References
[1] Phil Whelan, http://www.philwhln.com/run-the-latest-whirr-and-deploy-hbase-in-minutes
[2] http://incubator.apache.org/whirr/quick-start-guide.html
[3] http://incubator.apache.org/whirr/whirr-in-5-minutes.html
[4] http://stackoverflow.com/questions/5113217/installing-hbase-hadoop-on-ec2-cluster
[5] http://www.philwhln.com/map-reduce-with-ruby-using-hadoop
[5.1] http://www.cloudera.com/blog/2011/01/map-reduce-with-ruby-using-apache-hadoop/
********************** Install Hadoop/HBase on Whirr [1] on Ubuntu 10.04 **********************
NOTES: install JDK 1.6 not JRE
1) mvn clean install
First time: hbsql not found install error
Second time: no problem successful
2) set the following:
export AWS_ACCESS_KEY_ID=xxxxxxxxxxxxxxxxxxxxxx
export AWS_SECRET_ACCESS_KEY=xxxxxxxxxxxxxxxxxxxxxxxxxxxxxxxxxxxxxxxxx
2.a) 5 min test of Whirr [3]
ssh-keygen -t rsa -P '' -f ~/.ssh/id_rsa_whirr
bin/whirr launch-cluster --config recipes/zookeeper-ec2.properties --private-key-file ~/.ssh/id_rsa_whirr
echo "ruok" | nc $(awk '{print $3}' ~/.whirr/zookeeper/instances | head -1) 2181; echo
2.b) bin/whirr destroy-cluster --config recipes/zookeeper-ec2.properties
3)jongwook@localhost:~/whirr$ bin/whirr launch-cluster --config hbase-ec2.properties
3.a) Exception in thread "main" org.apache.commons.configuration.ConfigurationException: Invalid key pair: (/home/jongwook/.ssh/id_rsa, /home/jongwook/.ssh/id_rsa.pub)
Solution)
ssh-keygen -t rsa -P ''
4) You will see the following for about 5 min
<< (ubuntu@184.72.173.143:22) error acquiring Session(ubuntu@184.72.173.143:22): Session.connect: java.io.IOException: End of IO Stream Read
<< bad status -1 ExecResponse(ubuntu@50.17.19.46:22)[./setup-jongwook status]

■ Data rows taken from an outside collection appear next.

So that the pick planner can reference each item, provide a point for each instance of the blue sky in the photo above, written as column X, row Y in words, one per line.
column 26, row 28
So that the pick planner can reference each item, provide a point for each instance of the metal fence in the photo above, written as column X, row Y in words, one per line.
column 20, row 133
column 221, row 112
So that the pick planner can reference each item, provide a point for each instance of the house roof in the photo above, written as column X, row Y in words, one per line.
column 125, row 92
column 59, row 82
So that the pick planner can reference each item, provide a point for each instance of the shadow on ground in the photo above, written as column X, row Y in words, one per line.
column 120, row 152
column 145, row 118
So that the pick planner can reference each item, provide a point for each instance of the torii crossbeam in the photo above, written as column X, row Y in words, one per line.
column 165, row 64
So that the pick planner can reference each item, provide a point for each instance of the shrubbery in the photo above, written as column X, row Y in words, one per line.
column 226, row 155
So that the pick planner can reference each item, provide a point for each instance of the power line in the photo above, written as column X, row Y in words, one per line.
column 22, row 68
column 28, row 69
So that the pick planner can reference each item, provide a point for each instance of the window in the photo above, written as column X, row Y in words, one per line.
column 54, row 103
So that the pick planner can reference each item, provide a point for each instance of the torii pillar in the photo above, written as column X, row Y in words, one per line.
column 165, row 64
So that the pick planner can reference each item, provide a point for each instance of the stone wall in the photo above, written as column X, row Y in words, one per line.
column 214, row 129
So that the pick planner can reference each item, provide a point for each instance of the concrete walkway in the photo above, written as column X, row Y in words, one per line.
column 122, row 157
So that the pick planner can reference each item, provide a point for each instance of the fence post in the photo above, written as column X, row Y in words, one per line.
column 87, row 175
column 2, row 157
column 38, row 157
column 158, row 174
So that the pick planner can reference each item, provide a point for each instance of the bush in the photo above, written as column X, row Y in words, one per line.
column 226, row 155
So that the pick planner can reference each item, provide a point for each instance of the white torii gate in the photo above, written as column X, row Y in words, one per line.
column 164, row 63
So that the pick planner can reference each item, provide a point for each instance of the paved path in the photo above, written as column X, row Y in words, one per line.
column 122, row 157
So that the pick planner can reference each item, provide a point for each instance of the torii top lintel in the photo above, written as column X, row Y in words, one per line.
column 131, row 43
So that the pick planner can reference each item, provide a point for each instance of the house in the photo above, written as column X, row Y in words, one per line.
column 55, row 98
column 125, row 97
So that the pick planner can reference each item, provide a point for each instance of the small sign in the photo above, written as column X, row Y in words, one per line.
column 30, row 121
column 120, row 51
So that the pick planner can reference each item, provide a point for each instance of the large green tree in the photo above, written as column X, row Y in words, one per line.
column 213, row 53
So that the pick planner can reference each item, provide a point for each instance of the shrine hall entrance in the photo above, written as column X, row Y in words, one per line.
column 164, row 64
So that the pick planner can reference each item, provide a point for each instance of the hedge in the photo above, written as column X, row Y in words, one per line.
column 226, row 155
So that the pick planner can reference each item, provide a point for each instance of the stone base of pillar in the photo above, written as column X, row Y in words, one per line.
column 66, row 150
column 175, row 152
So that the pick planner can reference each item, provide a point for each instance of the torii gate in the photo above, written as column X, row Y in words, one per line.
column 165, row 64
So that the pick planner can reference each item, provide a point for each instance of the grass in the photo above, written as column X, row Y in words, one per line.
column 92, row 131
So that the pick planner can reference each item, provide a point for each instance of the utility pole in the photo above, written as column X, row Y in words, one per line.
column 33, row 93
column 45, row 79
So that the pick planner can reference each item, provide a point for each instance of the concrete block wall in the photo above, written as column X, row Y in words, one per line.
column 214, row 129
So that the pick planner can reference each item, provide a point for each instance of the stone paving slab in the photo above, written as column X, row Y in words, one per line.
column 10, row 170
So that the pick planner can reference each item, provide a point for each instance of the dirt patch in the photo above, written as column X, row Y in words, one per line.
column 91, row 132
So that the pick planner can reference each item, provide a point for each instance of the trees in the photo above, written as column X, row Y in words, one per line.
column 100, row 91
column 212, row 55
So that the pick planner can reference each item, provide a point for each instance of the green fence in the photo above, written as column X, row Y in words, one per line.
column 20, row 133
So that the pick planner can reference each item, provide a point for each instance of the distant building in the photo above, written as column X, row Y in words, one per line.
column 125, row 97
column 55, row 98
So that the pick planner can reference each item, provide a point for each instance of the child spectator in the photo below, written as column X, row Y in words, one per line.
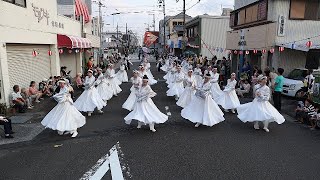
column 34, row 92
column 26, row 96
column 305, row 112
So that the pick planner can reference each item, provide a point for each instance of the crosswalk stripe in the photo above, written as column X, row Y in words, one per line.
column 103, row 165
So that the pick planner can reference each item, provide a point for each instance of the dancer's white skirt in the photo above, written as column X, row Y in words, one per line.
column 228, row 100
column 176, row 89
column 185, row 97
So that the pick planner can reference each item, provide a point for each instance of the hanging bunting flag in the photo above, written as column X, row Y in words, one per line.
column 272, row 50
column 309, row 44
column 50, row 53
column 281, row 48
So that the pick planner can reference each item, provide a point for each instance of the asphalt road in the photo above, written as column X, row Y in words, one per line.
column 229, row 150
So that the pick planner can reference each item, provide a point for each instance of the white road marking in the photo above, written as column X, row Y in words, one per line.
column 103, row 165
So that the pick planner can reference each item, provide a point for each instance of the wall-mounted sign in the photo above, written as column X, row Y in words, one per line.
column 41, row 13
column 242, row 41
column 281, row 26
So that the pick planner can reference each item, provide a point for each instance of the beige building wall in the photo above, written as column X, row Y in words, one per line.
column 21, row 25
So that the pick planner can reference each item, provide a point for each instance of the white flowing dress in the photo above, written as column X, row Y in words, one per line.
column 90, row 98
column 188, row 93
column 104, row 88
column 215, row 88
column 151, row 80
column 64, row 116
column 177, row 86
column 260, row 109
column 198, row 76
column 202, row 108
column 113, row 81
column 131, row 100
column 145, row 110
column 122, row 75
column 229, row 99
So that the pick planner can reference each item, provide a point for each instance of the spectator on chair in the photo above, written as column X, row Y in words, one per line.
column 244, row 88
column 34, row 92
column 6, row 122
column 26, row 96
column 79, row 81
column 18, row 102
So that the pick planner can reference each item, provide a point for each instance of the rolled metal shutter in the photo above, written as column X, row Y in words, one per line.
column 24, row 67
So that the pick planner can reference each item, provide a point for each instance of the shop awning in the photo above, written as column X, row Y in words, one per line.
column 73, row 42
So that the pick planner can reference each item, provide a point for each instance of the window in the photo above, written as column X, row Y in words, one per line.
column 250, row 14
column 305, row 9
column 21, row 3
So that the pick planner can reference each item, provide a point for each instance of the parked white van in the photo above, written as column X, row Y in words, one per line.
column 293, row 83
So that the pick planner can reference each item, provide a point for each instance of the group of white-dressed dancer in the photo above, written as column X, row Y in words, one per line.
column 66, row 118
column 199, row 95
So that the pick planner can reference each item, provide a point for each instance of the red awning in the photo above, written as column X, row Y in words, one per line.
column 81, row 9
column 73, row 42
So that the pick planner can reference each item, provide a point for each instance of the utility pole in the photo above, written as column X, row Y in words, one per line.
column 154, row 30
column 164, row 22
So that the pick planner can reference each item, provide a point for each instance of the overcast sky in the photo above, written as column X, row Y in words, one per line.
column 138, row 13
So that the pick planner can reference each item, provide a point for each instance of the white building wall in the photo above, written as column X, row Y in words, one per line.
column 241, row 3
column 214, row 33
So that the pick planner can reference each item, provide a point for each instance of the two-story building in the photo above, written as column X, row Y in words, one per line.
column 273, row 33
column 207, row 35
column 35, row 41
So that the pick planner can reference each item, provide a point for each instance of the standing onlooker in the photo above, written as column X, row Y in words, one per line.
column 278, row 88
column 90, row 63
column 17, row 100
column 34, row 92
column 26, row 96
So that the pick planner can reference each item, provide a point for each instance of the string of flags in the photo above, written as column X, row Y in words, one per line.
column 61, row 51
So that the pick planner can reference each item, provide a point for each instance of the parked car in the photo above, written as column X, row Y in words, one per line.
column 293, row 83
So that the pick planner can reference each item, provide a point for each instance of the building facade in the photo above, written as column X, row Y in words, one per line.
column 273, row 33
column 36, row 44
column 207, row 35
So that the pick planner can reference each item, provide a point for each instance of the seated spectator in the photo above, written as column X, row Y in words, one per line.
column 17, row 100
column 34, row 92
column 313, row 120
column 44, row 88
column 26, row 96
column 244, row 88
column 79, row 81
column 7, row 127
column 306, row 112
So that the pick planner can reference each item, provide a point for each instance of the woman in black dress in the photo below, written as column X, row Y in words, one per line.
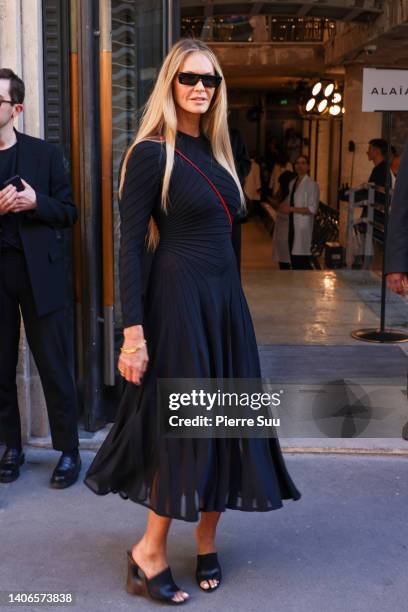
column 194, row 322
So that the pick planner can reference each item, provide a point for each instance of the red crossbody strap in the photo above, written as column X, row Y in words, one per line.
column 209, row 182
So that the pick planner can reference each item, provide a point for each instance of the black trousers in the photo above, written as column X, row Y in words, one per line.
column 48, row 341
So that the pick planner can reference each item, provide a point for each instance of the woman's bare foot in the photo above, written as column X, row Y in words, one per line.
column 152, row 562
column 205, row 544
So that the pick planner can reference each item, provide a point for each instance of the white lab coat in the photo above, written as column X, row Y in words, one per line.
column 307, row 194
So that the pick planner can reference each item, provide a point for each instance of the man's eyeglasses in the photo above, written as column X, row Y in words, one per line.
column 208, row 80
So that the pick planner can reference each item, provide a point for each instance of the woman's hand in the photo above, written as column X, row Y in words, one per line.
column 397, row 282
column 285, row 209
column 132, row 366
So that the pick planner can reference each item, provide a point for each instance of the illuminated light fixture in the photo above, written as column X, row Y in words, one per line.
column 335, row 110
column 316, row 88
column 310, row 104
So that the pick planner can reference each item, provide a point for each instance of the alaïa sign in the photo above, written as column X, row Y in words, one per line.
column 385, row 90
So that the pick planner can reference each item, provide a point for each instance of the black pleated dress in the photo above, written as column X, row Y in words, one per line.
column 197, row 325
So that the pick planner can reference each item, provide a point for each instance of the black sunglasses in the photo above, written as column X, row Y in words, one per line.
column 7, row 102
column 208, row 80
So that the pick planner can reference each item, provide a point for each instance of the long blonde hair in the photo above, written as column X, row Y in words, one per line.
column 159, row 118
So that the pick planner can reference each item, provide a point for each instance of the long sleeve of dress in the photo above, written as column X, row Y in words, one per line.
column 141, row 191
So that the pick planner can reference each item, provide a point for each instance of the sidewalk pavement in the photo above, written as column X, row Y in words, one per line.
column 342, row 547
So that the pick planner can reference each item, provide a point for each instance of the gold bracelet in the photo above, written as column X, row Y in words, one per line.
column 133, row 349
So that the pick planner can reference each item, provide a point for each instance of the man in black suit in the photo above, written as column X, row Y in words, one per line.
column 32, row 280
column 396, row 254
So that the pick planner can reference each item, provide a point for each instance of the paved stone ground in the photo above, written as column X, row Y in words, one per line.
column 342, row 546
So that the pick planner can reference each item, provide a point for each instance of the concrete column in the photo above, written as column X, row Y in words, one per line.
column 323, row 160
column 21, row 50
column 359, row 127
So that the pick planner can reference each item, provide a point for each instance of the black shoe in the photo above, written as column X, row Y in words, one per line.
column 161, row 586
column 10, row 464
column 66, row 471
column 208, row 568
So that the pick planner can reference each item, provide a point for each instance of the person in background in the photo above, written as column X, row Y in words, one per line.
column 395, row 162
column 293, row 144
column 253, row 185
column 282, row 165
column 396, row 250
column 272, row 154
column 280, row 244
column 33, row 285
column 301, row 206
column 377, row 153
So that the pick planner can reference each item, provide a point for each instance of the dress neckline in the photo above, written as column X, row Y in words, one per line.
column 189, row 135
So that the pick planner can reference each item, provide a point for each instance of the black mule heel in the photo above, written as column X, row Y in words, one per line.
column 161, row 586
column 208, row 568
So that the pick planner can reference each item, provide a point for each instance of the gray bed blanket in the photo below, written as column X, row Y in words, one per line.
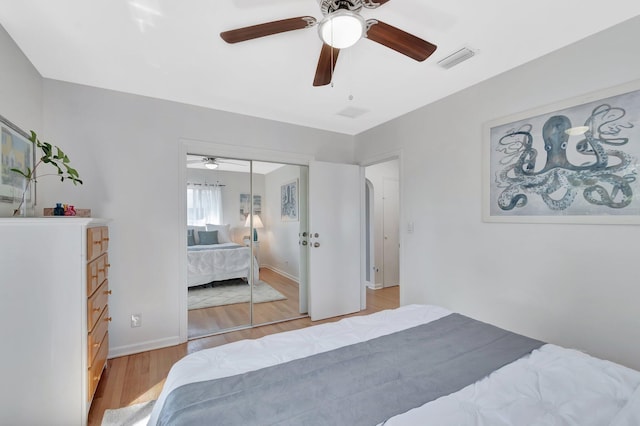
column 360, row 384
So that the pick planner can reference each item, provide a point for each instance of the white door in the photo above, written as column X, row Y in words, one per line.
column 391, row 231
column 334, row 239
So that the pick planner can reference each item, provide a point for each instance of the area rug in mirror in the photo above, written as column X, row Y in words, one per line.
column 230, row 292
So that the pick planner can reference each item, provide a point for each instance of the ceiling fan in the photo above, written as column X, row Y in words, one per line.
column 341, row 27
column 210, row 163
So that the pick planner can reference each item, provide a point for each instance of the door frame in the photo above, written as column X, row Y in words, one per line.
column 215, row 149
column 370, row 236
column 370, row 161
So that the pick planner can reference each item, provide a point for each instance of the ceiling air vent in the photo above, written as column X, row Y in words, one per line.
column 456, row 57
column 352, row 112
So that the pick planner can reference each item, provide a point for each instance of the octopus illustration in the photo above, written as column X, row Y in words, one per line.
column 604, row 177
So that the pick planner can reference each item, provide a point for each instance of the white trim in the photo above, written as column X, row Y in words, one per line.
column 115, row 352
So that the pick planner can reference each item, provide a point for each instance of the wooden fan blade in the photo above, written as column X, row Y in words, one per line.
column 268, row 28
column 326, row 65
column 400, row 41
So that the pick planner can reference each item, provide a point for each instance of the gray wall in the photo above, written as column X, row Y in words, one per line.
column 20, row 93
column 576, row 285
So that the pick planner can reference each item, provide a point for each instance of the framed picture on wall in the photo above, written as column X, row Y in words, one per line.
column 16, row 153
column 576, row 161
column 289, row 202
column 245, row 205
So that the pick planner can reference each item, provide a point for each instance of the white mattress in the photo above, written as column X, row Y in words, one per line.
column 554, row 386
column 223, row 261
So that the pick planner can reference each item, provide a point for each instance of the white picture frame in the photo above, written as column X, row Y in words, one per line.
column 536, row 172
column 289, row 202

<< bad status -1 ExecResponse(ubuntu@174.129.131.50:22)[./setup-jongwook status]
5) then, hbase folder with shell and xml files are generated under '.whirr'
jongwook@localhost:~/whirr$ ls -al /home/jongwook/.whirr/
total 12
drwxr-xr-x 3 jongwook jongwook 4096 2011-06-17 16:19 .
drwxr-xr-x 46 jongwook jongwook 4096 2011-06-17 16:09 ..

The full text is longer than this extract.